Curry Honda's Howard Sackaroff says he keeps two bottles of Advil on his desk.
The dealership is in the midst of a $4.5 million renovation. And Sackaroff doesn't want business disrupted during construction -- least of all the finance and insurance office, where privacy is critical. Fortunately, Sackaroff planned ahead so he hasn't had to pop any pain relievers yet.
"We skirted around the issue of moving into trailers," says Sackaroff, general manager of Curry Honda and Curry Nissan in Chicopee, Mass., about an hour's drive west of Boston. "We chose to do it in stages where we can move various departments to various parts of the dealership while the construction goes on."
Many dealerships face massive renovation projects that stir up dust and dirt and involve noise from jackhammers and other tools.

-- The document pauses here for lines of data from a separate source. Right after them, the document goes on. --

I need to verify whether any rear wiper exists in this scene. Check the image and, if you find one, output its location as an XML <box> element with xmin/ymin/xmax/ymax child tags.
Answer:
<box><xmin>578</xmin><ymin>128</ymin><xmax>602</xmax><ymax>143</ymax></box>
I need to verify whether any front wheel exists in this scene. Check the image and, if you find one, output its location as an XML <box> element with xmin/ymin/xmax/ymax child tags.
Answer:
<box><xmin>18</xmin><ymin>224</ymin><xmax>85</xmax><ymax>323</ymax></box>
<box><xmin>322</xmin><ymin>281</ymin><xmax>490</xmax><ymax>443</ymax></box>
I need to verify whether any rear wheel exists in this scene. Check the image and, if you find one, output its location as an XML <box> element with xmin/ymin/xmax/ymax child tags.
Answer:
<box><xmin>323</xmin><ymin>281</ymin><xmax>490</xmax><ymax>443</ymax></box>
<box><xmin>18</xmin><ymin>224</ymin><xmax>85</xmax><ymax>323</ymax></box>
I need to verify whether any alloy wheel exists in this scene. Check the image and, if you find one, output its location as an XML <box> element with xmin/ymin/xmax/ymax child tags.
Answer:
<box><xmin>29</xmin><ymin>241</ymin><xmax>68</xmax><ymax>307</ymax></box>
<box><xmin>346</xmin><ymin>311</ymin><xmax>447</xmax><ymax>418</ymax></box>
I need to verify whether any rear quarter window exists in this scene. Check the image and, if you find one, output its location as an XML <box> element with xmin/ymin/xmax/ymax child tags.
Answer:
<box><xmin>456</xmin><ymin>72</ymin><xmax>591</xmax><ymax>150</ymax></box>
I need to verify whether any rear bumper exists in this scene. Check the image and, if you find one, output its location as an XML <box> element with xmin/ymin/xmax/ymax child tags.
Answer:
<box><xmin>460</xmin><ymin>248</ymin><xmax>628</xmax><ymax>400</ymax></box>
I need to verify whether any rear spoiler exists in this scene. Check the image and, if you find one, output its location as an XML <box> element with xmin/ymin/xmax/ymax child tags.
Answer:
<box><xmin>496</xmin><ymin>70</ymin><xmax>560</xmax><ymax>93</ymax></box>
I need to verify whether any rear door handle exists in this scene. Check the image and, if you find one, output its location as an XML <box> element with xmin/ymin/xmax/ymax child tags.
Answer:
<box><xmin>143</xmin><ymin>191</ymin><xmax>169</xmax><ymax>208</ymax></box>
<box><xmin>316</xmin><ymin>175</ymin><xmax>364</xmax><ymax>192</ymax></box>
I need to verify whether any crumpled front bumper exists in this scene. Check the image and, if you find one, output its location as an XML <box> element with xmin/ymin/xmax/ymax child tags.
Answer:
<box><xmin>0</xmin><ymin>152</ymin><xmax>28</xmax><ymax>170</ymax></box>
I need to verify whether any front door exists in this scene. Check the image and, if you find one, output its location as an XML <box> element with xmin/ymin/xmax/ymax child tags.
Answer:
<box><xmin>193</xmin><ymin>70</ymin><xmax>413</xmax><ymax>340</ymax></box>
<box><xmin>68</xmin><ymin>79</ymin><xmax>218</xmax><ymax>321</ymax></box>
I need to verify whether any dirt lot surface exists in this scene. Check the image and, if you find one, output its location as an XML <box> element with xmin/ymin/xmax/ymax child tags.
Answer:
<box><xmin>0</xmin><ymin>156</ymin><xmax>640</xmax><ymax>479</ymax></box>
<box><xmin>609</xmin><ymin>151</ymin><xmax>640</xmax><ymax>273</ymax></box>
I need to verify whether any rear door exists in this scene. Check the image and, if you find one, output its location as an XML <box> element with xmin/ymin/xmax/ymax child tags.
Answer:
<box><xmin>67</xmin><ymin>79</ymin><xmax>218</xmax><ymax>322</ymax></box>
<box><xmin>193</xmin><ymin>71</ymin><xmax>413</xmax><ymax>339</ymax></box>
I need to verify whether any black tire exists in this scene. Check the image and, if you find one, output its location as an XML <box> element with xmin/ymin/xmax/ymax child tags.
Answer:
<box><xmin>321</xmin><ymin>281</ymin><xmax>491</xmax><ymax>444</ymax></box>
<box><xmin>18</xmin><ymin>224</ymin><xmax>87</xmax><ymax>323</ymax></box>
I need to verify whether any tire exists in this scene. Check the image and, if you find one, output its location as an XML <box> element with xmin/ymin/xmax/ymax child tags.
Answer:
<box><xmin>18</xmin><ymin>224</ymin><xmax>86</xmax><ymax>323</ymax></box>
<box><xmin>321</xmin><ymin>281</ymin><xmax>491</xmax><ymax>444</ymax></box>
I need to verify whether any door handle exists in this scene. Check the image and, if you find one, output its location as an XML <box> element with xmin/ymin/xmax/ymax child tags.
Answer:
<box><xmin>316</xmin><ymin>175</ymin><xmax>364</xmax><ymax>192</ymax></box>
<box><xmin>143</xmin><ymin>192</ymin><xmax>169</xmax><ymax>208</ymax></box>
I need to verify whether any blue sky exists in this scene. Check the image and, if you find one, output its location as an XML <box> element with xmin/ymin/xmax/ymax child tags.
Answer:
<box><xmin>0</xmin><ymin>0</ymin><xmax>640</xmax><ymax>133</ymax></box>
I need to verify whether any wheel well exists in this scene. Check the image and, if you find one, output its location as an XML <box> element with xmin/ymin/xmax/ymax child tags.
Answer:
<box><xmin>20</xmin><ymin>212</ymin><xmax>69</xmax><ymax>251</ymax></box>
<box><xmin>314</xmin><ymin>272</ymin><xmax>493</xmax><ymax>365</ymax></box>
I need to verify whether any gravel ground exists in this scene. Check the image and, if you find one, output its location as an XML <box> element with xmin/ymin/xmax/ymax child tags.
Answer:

Amid that chaos, some dealers must find a comfortable, private and quiet place to take customers to conduct the highly sensitive business of financing a vehicle and pitching various insurance products.
Those dealers who have been through complex renovations recommend doing the construction in stages or after business hours if possible. And most important, they say, is to make sure the contractor understands the significance of the F&I office so that construction crews can work around it.
"Let's face it, the F&I office is your cash flow," says Darrell Neilander, finance manager at Blasius Chevrolet-Cadillac in Waterbury, Conn. "That's got to be protected by all means."